Yeah, I'd generally agree with that.

One thing to bear in mind, though: there are numerical algorithms which are stable and unimpeachably useful but which are unstable in interval arithmetic owing to the natural interval inclusion behaving poorly. A great example of this is the Clenshaw recursion for evaluating Chebyshev series. It is the method of choice for evaluating a Chebyshev series at a single point, but the corresponding natural interval inclusion is actually unstable itself (the width tends to blow up exponentially fast in the degree of the series, regardless of the coefficients).

I tend to view "classical numerical methods" and interval arithmetic as somewhat different camps. There's definitely a significant overlap and they can both profit from each other, but you need to put on a different hat when you're doing each. Sometimes interval arithmetic is just too expensive, in which case you need to select a good, stable numerical algorithm. On the other hand, if you're doing interval arithmetic because you must (you need a certified, correct answer), then you will often need to use a completely different set of algorithms and spend some time fussing over what the most appropriate interval inclusion is.

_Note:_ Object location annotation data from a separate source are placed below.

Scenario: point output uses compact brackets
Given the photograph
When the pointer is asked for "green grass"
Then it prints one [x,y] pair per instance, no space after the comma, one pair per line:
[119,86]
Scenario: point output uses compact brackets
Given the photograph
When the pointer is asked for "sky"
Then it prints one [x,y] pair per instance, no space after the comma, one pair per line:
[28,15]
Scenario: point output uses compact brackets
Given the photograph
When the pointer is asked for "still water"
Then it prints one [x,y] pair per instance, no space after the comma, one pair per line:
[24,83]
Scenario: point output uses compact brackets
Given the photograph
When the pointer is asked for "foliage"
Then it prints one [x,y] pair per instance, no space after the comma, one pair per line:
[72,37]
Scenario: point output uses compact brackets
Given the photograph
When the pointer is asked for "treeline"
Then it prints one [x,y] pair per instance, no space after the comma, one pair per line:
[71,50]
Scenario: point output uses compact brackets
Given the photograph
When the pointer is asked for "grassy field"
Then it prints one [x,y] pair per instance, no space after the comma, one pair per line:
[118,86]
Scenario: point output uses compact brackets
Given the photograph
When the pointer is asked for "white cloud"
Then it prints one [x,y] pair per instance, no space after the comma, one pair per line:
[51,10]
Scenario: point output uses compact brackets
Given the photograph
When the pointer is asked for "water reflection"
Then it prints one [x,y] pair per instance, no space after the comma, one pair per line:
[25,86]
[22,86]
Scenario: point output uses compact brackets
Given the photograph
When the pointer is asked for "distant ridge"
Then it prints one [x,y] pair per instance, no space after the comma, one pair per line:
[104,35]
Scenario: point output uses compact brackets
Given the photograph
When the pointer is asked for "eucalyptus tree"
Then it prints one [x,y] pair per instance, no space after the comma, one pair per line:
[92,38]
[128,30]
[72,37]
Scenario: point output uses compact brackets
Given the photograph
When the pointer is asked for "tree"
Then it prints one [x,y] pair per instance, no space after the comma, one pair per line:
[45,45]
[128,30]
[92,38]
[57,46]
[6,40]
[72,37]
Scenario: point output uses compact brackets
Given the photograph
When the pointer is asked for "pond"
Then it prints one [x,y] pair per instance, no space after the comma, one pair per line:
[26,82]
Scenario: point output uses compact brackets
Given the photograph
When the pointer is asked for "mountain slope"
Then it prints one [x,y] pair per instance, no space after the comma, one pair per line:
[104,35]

Again, another good example here relates to Chebyshev series. If you want to find all of the roots of an analytic function on an interval, expand it in a Chebyshev series and solve the colleague matrix eigenvalue problem. The result could be subtly wrong due to numerical roundoff, and you'd have a hard time recovering from this position; but this method is undeniably extremely useful. On the other hand, if you want to compute rigorous enclosures of all zeros of that same analytic function, you'd need to develop a suitable interval inclusion for it, and then run some type of interval rootfinding algorithm based on a combination of interval contractors (Krawczyk) and subdivision. Basically, a branch and bound algorithm.


Sure, I can accept that.

Does modal interval analysis help with these cases? I still don't understand it, but there are a lot of things I don't understand in numerical methods.


Never heard of it. Got a reference? I can investigate.